A newly identified China-aligned advanced persistent threat (APT), tracked as LongNosedGoblin, has been conducting cyber-espionage operations against government entities in Southeast Asia and Japan. According to ESET, the group abuses legitimate Windows administrative mechanisms—most notably Group Policy—to deploy malware, move laterally, and selectively escalate operations. The campaign demonstrates a measured, intelligence-driven approach focused on persistence and stealth rather than disruption.

State-aligned threat actors increasingly favor “living-off-the-land” techniques that blend into normal enterprise operations. By leveraging native tools already present in Windows environments, attackers reduce the likelihood of detection and complicate incident response. LongNosedGoblin fits squarely into this trend, targeting government networks where centralized management infrastructure is common and highly trusted.

ESET reports that LongNosedGoblin has been active since at least September 2023, with a renewed wave of activity observed beginning in September 2025. The group primarily targets government organizations, deploying malware through Group Policy Objects (GPOs) once administrative access is obtained.

Initial infections typically involve a reconnaissance tool called NosyHistorian, which collects browser history data to assess victim value.
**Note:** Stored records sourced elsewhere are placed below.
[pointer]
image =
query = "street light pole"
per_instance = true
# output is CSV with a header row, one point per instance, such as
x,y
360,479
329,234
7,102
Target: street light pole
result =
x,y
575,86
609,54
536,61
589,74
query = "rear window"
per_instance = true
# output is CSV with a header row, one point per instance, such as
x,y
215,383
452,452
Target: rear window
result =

Only a subset of compromised systems is later escalated with more capable backdoors, indicating deliberate victim selection rather than broad opportunistic infection.

LongNosedGoblin’s toolchain is modular and selectively deployed.

NosyHistorian, a C#/.NET application, harvests browsing data from Chrome, Firefox, and Edge to guide follow-on actions.

For higher-value targets, the group deploys NosyDoor, a backdoor that uses Microsoft OneDrive as a command-and-control channel. NosyDoor relies on AppDomainManager injection, a lesser-known execution technique that enables stealthy code loading within .NET applications.

Additional tools observed include NosyStealer for browser data exfiltration, NosyDownloader for in-memory payload execution, NosyLogger for keystroke capture, and a reverse SOCKS5 proxy for network tunneling. Some components can bypass Windows’ Antimalware Scan Interface (AMSI), further reducing detection.

The campaign appears narrowly focused on intelligence collection rather than sabotage. Compromised systems can be used to exfiltrate sensitive credentials, internal communications, and metadata useful for long-term espionage operations.

The abuse of Group Policy is particularly concerning, as it allows attackers to deploy malware at scale once domain-level access is achieved, effectively turning trusted IT infrastructure into a delivery mechanism.

This activity highlights how administrative trust relationships can become liabilities when compromised. Group Policy is designed to simplify enterprise management, but when abused, it enables silent, organization-wide compromise.

The campaign also underscores the growing sophistication of China-aligned cyber-espionage, where tooling overlaps across multiple groups and attribution becomes increasingly complex.

ESET notes that LongNosedGoblin’s targeting and techniques overlap with known China-aligned groups such as ToddyCat and Erudite Mogwai, though clear differences in tactics, techniques, and procedures (TTPs) suggest it operates as a distinct entity.

The discovery of a NosyDoor variant shared across multiple actors further supports the idea of tool reuse within China’s broader cyber-espionage ecosystem.